If allow_same_errors is True, then the test will pass if calling each of the functions returns an equal value, or if the first function raises an exception and each of the others raises an exception of the same type. This relaxed mode can be useful for code synthesis projects.
- hypothesis.extra.ghostwriter.binary_operation(func, *, associative=True, commutative=True, identity=Ellipsis, distributes_over=None, except_=(), style='pytest', annotate=None)[source]¶
Write property tests for the binary operation
func
.While binary operations are not particularly common, they have such nice properties to test that it seems a shame not to demonstrate them with a ghostwriter. For an operator f, test that:
if associative,
f(a, f(b, c)) == f(f(a, b), c)
if commutative,
f(a, b) == f(b, a)
if identity is not None,
f(a, identity) == a
if distributes_over is
+
,f(a, b) + f(a, c) == f(a, b+c)
For example:
ghostwriter.binary_operation( operator.mul, identity=1, distributes_over=operator.add, style="unittest", )
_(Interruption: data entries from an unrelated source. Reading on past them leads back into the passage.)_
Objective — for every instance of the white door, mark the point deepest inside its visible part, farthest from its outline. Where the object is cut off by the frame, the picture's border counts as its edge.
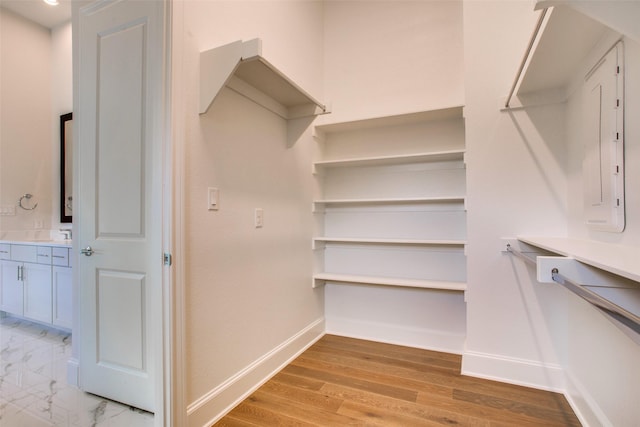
(119, 119)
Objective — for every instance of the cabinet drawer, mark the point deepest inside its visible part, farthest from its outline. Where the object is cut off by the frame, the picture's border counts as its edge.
(25, 253)
(5, 251)
(60, 256)
(44, 255)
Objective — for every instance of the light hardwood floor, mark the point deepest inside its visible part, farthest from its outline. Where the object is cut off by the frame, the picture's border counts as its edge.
(343, 381)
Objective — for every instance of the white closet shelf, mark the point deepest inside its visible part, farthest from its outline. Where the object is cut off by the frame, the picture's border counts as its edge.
(408, 242)
(454, 112)
(389, 201)
(617, 259)
(557, 54)
(321, 278)
(436, 156)
(241, 67)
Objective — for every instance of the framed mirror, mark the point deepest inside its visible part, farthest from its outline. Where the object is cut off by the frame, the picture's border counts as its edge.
(66, 167)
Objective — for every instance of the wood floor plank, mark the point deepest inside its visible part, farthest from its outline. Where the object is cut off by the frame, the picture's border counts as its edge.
(414, 380)
(390, 360)
(415, 410)
(352, 381)
(297, 381)
(300, 412)
(305, 397)
(376, 416)
(426, 357)
(477, 410)
(534, 411)
(252, 412)
(515, 392)
(343, 381)
(231, 421)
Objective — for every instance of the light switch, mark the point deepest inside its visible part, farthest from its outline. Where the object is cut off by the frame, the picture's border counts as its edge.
(259, 217)
(212, 198)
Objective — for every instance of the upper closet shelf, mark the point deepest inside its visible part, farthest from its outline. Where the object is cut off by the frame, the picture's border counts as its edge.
(396, 120)
(616, 259)
(436, 156)
(241, 67)
(555, 54)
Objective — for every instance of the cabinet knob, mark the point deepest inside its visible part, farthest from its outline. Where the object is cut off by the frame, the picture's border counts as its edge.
(86, 251)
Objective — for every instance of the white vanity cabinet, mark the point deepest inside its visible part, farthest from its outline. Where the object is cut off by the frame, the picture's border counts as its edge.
(62, 288)
(35, 283)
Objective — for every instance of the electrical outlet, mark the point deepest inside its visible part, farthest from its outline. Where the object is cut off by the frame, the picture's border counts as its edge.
(213, 198)
(259, 218)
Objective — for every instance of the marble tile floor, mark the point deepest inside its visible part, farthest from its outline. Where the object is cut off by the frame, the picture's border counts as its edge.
(33, 383)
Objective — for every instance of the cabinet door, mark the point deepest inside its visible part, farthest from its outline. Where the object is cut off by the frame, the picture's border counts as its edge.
(62, 297)
(37, 292)
(10, 287)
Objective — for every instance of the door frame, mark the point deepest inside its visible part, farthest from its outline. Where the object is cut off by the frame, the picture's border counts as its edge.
(169, 392)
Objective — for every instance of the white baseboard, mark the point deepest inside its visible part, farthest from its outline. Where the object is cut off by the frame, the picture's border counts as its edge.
(219, 401)
(522, 372)
(73, 369)
(397, 334)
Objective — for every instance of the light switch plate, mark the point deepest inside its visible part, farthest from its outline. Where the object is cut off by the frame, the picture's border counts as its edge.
(259, 218)
(213, 198)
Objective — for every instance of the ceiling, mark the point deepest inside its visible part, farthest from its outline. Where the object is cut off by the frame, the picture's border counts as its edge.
(40, 12)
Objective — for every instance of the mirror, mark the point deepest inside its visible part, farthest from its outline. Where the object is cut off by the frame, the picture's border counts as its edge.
(66, 167)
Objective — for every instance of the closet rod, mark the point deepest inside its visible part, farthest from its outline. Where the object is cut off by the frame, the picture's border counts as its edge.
(532, 41)
(519, 254)
(620, 314)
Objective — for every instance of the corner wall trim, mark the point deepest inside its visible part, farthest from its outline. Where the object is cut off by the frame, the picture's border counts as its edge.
(586, 408)
(212, 406)
(522, 372)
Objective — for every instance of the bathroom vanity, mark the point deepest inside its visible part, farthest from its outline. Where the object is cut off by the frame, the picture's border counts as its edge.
(36, 281)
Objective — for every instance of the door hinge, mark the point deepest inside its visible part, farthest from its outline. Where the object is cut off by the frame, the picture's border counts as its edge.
(166, 259)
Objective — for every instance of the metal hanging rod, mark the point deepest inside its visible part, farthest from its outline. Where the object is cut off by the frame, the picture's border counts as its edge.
(520, 255)
(625, 317)
(532, 41)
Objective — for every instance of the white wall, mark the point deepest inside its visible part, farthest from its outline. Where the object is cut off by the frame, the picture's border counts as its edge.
(516, 186)
(392, 57)
(609, 393)
(25, 138)
(524, 171)
(35, 91)
(248, 290)
(249, 301)
(62, 103)
(389, 58)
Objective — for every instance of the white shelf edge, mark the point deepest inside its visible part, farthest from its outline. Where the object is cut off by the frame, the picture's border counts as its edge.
(240, 66)
(400, 200)
(449, 155)
(406, 242)
(321, 278)
(557, 54)
(616, 259)
(446, 113)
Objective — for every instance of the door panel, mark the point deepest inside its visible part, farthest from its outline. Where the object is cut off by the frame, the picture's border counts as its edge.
(120, 326)
(119, 128)
(121, 67)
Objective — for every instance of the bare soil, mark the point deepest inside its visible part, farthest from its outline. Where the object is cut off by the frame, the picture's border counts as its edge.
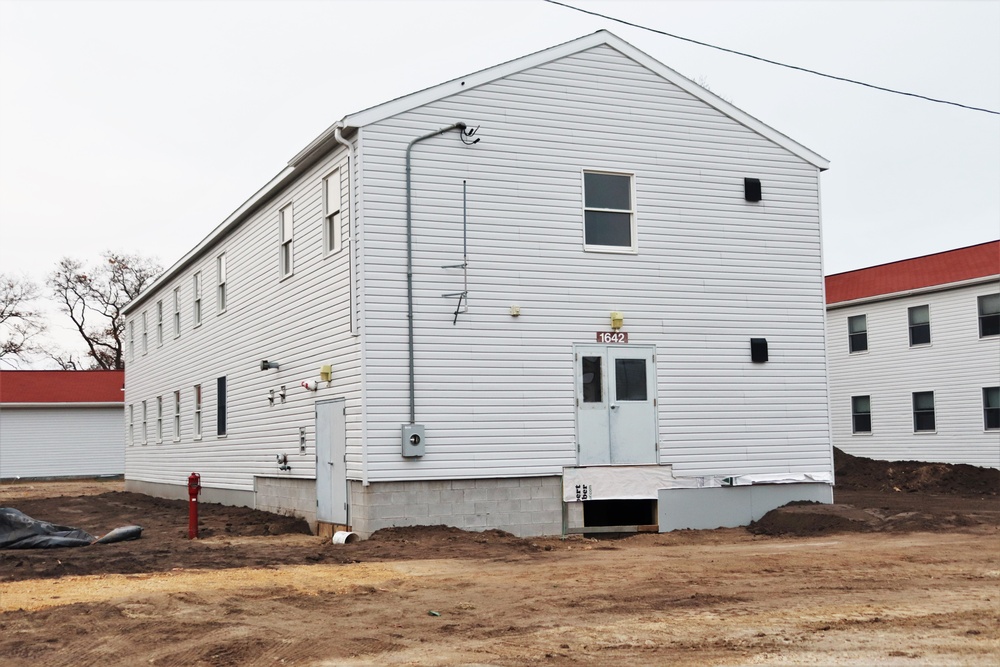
(903, 570)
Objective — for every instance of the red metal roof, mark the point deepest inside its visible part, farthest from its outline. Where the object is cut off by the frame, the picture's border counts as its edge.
(62, 386)
(942, 268)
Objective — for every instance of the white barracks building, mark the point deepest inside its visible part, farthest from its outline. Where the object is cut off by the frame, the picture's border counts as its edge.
(572, 292)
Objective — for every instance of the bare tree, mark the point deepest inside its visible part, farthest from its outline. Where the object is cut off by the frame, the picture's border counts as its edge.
(20, 323)
(93, 299)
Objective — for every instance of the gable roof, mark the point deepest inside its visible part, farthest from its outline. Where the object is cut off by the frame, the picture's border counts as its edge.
(942, 268)
(326, 141)
(62, 387)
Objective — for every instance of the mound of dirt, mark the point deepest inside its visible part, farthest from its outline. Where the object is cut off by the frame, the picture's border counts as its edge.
(864, 474)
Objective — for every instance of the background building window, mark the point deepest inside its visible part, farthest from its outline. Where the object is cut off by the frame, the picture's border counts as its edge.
(221, 411)
(285, 232)
(177, 312)
(920, 325)
(196, 284)
(857, 333)
(989, 315)
(923, 411)
(159, 323)
(608, 217)
(861, 414)
(220, 270)
(197, 412)
(991, 408)
(177, 416)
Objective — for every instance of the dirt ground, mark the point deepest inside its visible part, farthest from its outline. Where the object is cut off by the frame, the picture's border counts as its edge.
(903, 570)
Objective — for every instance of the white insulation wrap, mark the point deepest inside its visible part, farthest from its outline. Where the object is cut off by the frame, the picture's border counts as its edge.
(641, 482)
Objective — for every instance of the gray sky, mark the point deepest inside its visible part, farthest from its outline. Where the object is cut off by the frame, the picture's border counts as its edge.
(139, 126)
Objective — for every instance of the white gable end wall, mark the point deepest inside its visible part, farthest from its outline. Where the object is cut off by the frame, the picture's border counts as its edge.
(496, 393)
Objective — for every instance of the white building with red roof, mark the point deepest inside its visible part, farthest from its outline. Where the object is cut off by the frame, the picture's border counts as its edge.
(914, 358)
(61, 424)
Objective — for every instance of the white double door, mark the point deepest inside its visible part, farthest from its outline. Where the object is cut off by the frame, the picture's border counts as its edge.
(616, 404)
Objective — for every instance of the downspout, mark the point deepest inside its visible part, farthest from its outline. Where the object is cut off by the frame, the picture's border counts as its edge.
(409, 257)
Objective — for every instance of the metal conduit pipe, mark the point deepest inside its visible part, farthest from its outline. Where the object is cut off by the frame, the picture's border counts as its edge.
(409, 257)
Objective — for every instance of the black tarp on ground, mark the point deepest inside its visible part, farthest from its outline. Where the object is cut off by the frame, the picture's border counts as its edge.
(20, 531)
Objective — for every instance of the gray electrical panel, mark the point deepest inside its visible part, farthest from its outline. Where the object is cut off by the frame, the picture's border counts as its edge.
(413, 440)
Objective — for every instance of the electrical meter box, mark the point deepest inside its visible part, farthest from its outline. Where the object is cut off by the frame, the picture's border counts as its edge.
(413, 440)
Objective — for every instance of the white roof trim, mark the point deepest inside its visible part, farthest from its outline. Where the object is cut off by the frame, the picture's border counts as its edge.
(426, 96)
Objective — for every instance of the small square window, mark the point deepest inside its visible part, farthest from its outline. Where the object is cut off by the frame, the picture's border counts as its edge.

- hypothesis.extra.ghostwriter.ufunc(func, *, except_=(), style='pytest', annotate=None)[source]¶
Write a property-based test for the array ufunc
func
.The resulting test checks that your ufunc or gufunc has the expected broadcasting and dtype casting behaviour. You will probably want to add extra assertions, but as with the other ghostwriters this gives you a great place to start.